Jahan Shah, recognizing the weakness of Timurid authority in Herat, invades on June 28, 1458, and takes the city.
He is unable to keep it, however, due to pressures from within his principality of Kara Koyunlu plus the increasing threat from Uzun Hasan of Aq Qoyunlu.
Obliged to negotiate the borders of his state with Abu Sa'id Mirza, he decides after negotiations to return territorial demarcations to what they had been during the reign of Shahrukh Mirza.
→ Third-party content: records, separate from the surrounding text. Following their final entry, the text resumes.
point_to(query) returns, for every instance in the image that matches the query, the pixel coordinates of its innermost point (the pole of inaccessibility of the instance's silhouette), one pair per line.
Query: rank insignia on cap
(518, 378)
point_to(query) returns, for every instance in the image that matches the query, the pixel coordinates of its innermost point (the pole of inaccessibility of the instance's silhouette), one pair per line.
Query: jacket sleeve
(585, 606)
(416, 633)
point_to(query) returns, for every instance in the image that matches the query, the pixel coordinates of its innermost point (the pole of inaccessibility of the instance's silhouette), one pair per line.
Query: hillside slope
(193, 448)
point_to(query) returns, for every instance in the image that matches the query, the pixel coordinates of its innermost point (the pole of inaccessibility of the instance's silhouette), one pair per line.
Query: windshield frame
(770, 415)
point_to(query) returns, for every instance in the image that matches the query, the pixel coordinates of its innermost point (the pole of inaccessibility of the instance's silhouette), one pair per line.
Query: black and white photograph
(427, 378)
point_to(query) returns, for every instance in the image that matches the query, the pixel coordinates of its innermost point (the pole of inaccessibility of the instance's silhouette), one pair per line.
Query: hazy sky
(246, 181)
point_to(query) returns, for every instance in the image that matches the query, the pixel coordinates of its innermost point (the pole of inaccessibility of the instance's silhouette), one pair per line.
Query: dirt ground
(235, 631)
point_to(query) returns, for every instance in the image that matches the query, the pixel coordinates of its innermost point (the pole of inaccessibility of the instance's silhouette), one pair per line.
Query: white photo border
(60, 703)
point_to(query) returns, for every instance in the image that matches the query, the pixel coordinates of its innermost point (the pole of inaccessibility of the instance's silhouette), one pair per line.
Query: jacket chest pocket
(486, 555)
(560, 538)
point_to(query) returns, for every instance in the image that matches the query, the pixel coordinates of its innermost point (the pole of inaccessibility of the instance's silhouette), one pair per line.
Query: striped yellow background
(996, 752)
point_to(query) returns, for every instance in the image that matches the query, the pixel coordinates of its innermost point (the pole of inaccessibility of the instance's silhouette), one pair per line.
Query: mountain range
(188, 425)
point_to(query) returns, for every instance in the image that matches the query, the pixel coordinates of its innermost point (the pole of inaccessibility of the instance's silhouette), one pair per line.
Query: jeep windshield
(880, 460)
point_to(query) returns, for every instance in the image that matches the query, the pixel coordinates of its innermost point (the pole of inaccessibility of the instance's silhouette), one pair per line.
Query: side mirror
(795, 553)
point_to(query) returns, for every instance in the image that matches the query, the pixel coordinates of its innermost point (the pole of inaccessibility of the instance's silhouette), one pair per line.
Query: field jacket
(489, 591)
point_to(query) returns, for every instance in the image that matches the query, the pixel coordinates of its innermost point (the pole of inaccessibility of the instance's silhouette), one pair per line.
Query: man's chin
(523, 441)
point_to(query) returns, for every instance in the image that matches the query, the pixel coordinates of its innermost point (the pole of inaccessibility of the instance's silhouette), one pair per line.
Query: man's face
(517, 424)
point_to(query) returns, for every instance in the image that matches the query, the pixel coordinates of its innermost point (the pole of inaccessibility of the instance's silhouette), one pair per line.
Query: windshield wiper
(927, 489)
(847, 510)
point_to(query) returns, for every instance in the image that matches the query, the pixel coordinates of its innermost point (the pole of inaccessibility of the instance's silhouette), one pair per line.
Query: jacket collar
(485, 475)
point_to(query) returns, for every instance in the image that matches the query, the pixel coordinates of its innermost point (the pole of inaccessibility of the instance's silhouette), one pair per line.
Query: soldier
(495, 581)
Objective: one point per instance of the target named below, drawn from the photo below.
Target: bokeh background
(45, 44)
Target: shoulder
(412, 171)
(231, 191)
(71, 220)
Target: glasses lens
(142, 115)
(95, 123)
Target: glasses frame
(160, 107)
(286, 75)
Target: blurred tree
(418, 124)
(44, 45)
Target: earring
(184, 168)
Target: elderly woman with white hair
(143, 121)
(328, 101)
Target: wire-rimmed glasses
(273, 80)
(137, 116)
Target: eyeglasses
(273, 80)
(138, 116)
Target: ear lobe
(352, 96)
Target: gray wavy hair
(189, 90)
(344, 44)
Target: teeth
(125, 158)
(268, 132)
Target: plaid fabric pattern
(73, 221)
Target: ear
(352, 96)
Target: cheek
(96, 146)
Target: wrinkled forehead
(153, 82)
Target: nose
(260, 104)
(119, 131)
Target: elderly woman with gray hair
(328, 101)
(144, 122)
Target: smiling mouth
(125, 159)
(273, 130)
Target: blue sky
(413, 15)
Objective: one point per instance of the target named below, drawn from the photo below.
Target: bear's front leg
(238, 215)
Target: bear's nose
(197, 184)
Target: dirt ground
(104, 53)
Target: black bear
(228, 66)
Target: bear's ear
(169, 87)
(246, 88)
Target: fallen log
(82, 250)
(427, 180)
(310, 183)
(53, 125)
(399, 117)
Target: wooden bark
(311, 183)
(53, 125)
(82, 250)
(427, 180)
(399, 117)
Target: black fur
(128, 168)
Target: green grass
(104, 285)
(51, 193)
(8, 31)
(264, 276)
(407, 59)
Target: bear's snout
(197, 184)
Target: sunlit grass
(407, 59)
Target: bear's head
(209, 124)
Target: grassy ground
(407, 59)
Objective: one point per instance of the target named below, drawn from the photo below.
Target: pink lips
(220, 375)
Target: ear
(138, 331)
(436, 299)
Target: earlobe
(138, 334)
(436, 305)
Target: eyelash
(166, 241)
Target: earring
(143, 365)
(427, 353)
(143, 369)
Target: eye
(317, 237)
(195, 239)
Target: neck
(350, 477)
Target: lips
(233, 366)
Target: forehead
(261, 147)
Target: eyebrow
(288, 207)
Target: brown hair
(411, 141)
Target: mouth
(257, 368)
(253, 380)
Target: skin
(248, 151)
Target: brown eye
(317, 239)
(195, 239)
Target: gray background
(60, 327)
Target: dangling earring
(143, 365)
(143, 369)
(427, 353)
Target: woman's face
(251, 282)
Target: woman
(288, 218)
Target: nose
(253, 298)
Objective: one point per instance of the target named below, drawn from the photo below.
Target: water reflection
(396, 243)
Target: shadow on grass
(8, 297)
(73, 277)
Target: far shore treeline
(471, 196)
Thus, Khurasan, Mazandaran and Gurgan are returned to the Timurids and Abu Sa'id Mirza returns and takes Herat a second time on December 22, 1458.
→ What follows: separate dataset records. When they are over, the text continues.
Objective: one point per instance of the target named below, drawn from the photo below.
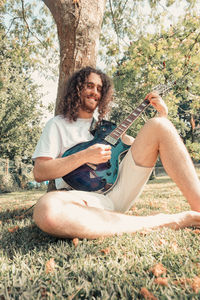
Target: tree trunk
(78, 26)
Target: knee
(46, 212)
(161, 125)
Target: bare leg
(159, 136)
(63, 218)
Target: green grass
(109, 268)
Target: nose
(95, 90)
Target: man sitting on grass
(71, 213)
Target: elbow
(37, 175)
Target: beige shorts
(127, 189)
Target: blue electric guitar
(100, 178)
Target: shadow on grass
(161, 180)
(20, 234)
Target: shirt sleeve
(49, 144)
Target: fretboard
(113, 137)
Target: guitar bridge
(110, 140)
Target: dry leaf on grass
(75, 241)
(174, 246)
(158, 270)
(196, 284)
(147, 295)
(161, 281)
(13, 229)
(50, 266)
(196, 231)
(105, 251)
(162, 242)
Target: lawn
(160, 264)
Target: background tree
(78, 27)
(20, 112)
(170, 56)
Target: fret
(113, 137)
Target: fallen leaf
(182, 281)
(161, 281)
(75, 241)
(105, 251)
(50, 266)
(146, 294)
(158, 270)
(196, 231)
(13, 229)
(196, 284)
(163, 242)
(174, 246)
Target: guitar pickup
(92, 166)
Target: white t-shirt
(59, 135)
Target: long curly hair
(70, 106)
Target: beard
(87, 106)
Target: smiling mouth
(92, 99)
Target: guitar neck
(113, 137)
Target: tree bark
(78, 26)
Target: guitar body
(99, 178)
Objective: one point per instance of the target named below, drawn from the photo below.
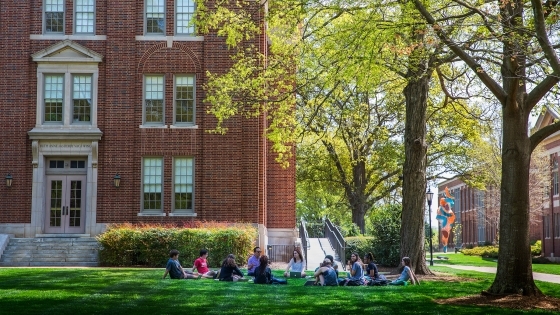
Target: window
(183, 184)
(184, 100)
(152, 180)
(557, 225)
(153, 100)
(84, 16)
(81, 98)
(54, 99)
(184, 11)
(55, 104)
(155, 17)
(555, 177)
(54, 16)
(546, 223)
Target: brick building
(95, 89)
(550, 229)
(478, 214)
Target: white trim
(163, 38)
(153, 127)
(174, 214)
(183, 127)
(65, 37)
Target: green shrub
(386, 226)
(492, 251)
(149, 245)
(359, 244)
(483, 251)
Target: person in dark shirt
(229, 270)
(174, 268)
(263, 274)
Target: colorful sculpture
(446, 216)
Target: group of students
(327, 274)
(258, 267)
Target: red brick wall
(232, 171)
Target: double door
(65, 204)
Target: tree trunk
(515, 273)
(414, 171)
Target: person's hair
(406, 261)
(357, 257)
(262, 266)
(229, 261)
(298, 250)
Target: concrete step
(50, 251)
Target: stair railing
(337, 241)
(304, 239)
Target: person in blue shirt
(174, 268)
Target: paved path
(536, 275)
(318, 249)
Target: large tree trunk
(414, 170)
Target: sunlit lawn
(142, 291)
(460, 259)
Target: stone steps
(50, 251)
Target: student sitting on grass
(356, 272)
(296, 264)
(201, 265)
(230, 271)
(406, 274)
(326, 275)
(263, 274)
(174, 268)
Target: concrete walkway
(536, 275)
(318, 249)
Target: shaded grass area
(460, 259)
(134, 291)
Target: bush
(483, 251)
(492, 251)
(149, 245)
(386, 224)
(360, 244)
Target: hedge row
(128, 245)
(492, 251)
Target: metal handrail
(304, 239)
(337, 241)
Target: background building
(95, 89)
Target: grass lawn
(142, 291)
(460, 259)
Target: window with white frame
(84, 16)
(555, 177)
(546, 223)
(556, 225)
(57, 108)
(54, 16)
(183, 182)
(155, 17)
(152, 182)
(184, 13)
(184, 100)
(153, 100)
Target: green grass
(142, 291)
(460, 259)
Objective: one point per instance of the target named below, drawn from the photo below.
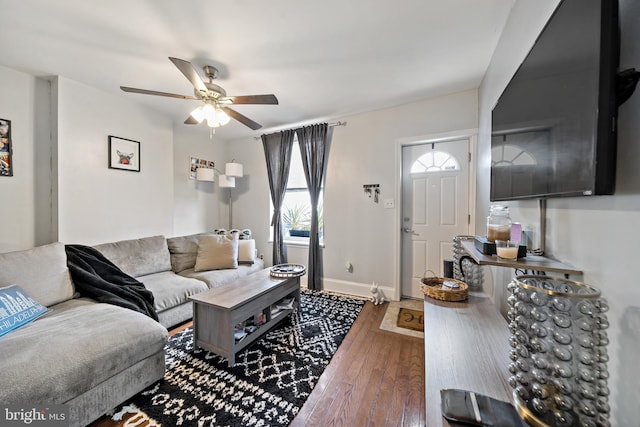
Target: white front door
(435, 208)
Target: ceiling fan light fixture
(198, 114)
(216, 117)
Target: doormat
(410, 319)
(390, 320)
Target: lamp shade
(204, 174)
(225, 181)
(233, 169)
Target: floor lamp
(232, 171)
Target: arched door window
(435, 161)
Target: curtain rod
(338, 123)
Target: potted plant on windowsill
(296, 220)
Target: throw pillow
(17, 309)
(216, 252)
(246, 251)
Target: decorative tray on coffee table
(288, 270)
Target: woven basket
(433, 288)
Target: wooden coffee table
(218, 311)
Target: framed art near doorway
(6, 162)
(124, 154)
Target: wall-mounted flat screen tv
(554, 126)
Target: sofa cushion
(170, 289)
(42, 272)
(215, 278)
(75, 347)
(216, 252)
(17, 309)
(138, 257)
(246, 251)
(184, 251)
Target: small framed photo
(6, 163)
(124, 154)
(195, 163)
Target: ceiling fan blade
(254, 99)
(190, 73)
(191, 121)
(155, 92)
(242, 119)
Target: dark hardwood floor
(376, 378)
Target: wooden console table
(466, 346)
(530, 262)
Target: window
(296, 208)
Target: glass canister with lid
(498, 223)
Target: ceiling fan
(216, 110)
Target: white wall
(362, 152)
(197, 205)
(97, 204)
(19, 213)
(595, 234)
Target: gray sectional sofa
(93, 356)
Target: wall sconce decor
(558, 352)
(372, 189)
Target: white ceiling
(322, 59)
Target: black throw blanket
(98, 278)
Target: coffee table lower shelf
(217, 312)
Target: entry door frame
(472, 136)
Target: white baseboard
(355, 288)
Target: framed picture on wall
(124, 154)
(195, 163)
(6, 163)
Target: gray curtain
(277, 151)
(314, 150)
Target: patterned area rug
(269, 383)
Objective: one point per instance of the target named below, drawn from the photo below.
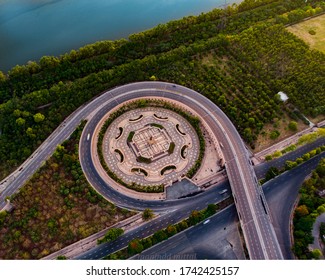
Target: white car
(206, 221)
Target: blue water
(30, 29)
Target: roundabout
(249, 199)
(150, 146)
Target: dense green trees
(147, 214)
(111, 235)
(310, 206)
(237, 57)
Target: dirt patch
(312, 31)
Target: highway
(249, 199)
(281, 194)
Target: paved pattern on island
(151, 142)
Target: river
(30, 29)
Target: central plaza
(150, 146)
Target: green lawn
(303, 29)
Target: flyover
(251, 206)
(249, 199)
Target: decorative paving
(147, 134)
(150, 142)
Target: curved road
(249, 199)
(251, 206)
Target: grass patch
(312, 32)
(55, 208)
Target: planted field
(55, 208)
(312, 31)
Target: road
(217, 239)
(249, 199)
(279, 163)
(281, 194)
(151, 227)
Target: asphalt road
(279, 163)
(161, 222)
(209, 241)
(217, 239)
(250, 202)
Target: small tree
(293, 126)
(195, 217)
(316, 254)
(147, 214)
(135, 247)
(171, 230)
(111, 235)
(211, 209)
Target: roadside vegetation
(55, 208)
(303, 140)
(136, 246)
(289, 164)
(310, 206)
(239, 57)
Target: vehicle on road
(206, 221)
(223, 191)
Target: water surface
(30, 29)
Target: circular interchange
(258, 231)
(150, 146)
While leaving the territory, however, the Turkmens had ravaged Khurasan, and when Abu Sa'id Mirza arrives to take Herat, he finds its residents frightened.
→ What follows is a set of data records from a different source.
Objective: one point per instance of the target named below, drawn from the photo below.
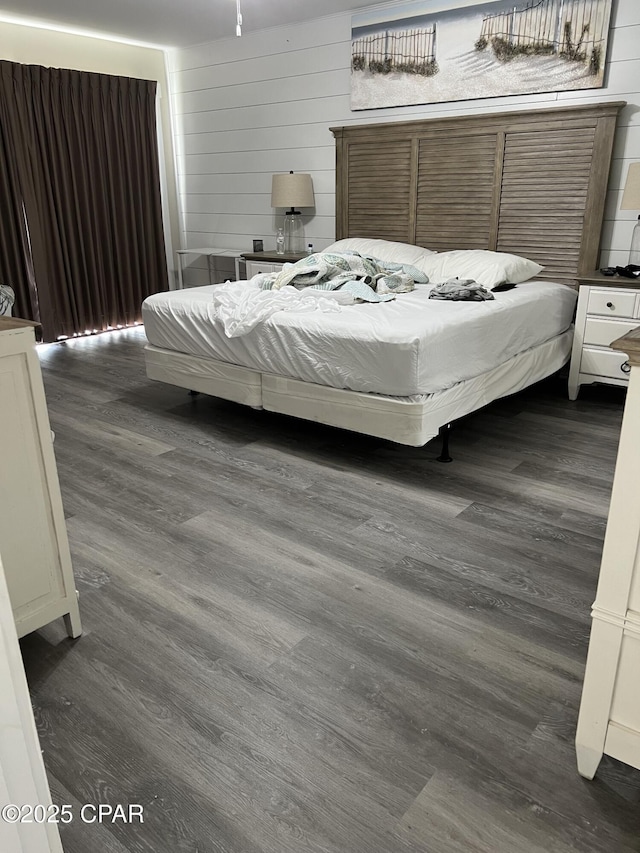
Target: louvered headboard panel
(455, 192)
(380, 177)
(531, 183)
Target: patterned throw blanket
(461, 290)
(367, 279)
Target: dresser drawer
(255, 267)
(607, 363)
(602, 332)
(612, 303)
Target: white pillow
(487, 268)
(384, 250)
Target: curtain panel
(81, 231)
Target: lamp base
(293, 232)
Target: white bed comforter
(409, 346)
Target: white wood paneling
(247, 108)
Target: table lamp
(631, 201)
(292, 190)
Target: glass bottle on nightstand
(634, 254)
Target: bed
(451, 197)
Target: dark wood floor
(300, 639)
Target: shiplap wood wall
(246, 108)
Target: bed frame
(532, 183)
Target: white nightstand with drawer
(266, 262)
(608, 308)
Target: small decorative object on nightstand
(608, 307)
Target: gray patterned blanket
(366, 278)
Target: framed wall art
(421, 52)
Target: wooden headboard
(531, 183)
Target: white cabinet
(607, 309)
(609, 720)
(255, 267)
(23, 780)
(33, 535)
(268, 262)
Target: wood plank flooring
(301, 639)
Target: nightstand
(257, 262)
(608, 308)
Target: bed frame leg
(444, 433)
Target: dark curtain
(81, 231)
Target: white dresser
(609, 720)
(608, 307)
(33, 535)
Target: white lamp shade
(631, 194)
(292, 190)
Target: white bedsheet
(412, 345)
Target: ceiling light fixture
(238, 19)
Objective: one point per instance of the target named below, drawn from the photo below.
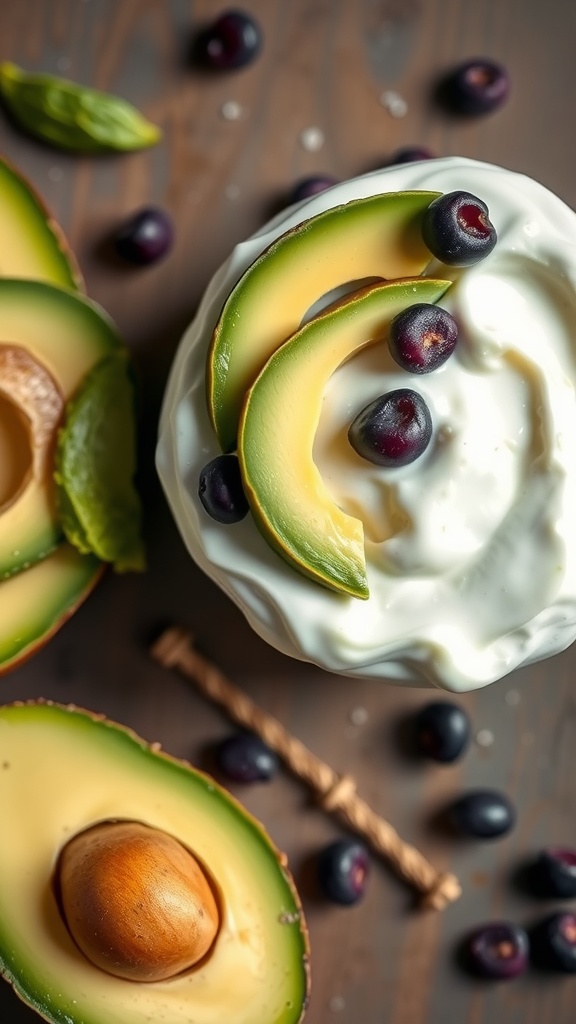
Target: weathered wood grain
(326, 65)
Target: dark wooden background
(325, 64)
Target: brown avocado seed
(136, 902)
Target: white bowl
(477, 573)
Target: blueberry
(442, 731)
(553, 942)
(483, 814)
(411, 154)
(498, 949)
(220, 489)
(311, 186)
(457, 229)
(341, 869)
(422, 337)
(234, 40)
(394, 429)
(146, 237)
(553, 872)
(245, 758)
(477, 86)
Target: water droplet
(312, 139)
(395, 103)
(485, 737)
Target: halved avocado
(36, 603)
(33, 244)
(289, 500)
(378, 237)
(95, 771)
(59, 336)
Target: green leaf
(72, 116)
(95, 459)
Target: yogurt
(471, 548)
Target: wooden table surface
(325, 65)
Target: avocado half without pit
(133, 887)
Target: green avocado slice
(93, 770)
(64, 335)
(36, 603)
(379, 237)
(288, 498)
(95, 465)
(33, 244)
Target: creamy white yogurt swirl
(471, 548)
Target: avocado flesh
(68, 335)
(379, 237)
(290, 503)
(33, 245)
(34, 604)
(94, 770)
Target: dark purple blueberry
(553, 872)
(312, 186)
(442, 730)
(457, 229)
(477, 86)
(483, 814)
(245, 758)
(422, 337)
(220, 489)
(146, 237)
(553, 942)
(234, 40)
(498, 949)
(394, 429)
(342, 869)
(411, 154)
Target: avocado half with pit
(289, 501)
(378, 237)
(33, 244)
(202, 920)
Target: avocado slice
(289, 500)
(94, 771)
(378, 237)
(51, 338)
(36, 603)
(33, 244)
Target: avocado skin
(93, 770)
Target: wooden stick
(336, 794)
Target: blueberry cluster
(502, 948)
(499, 949)
(397, 427)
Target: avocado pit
(136, 902)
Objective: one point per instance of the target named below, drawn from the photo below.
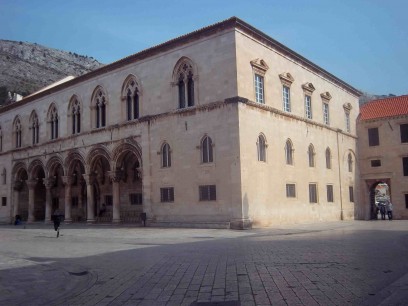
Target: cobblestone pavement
(339, 263)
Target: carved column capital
(49, 182)
(31, 183)
(89, 178)
(115, 176)
(18, 185)
(67, 180)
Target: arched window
(131, 94)
(17, 132)
(289, 152)
(1, 140)
(350, 162)
(328, 158)
(206, 150)
(53, 122)
(166, 155)
(184, 79)
(75, 111)
(34, 126)
(261, 145)
(99, 104)
(4, 176)
(311, 154)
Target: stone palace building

In order to ease their fears, he sends the major portion of his army back towards Bukhara.
His rival claimants to Samarkand—namely, Ala-ud-Daulah Mirza bin Baysonqor, his son Ibrahim Mirza bin Ala-ud-Daulah and Sultan Sanjar Mirza—seeing his position thus weakened, decide to form an alliance and take this opportunity to destroy Abu Sa'id once and for all.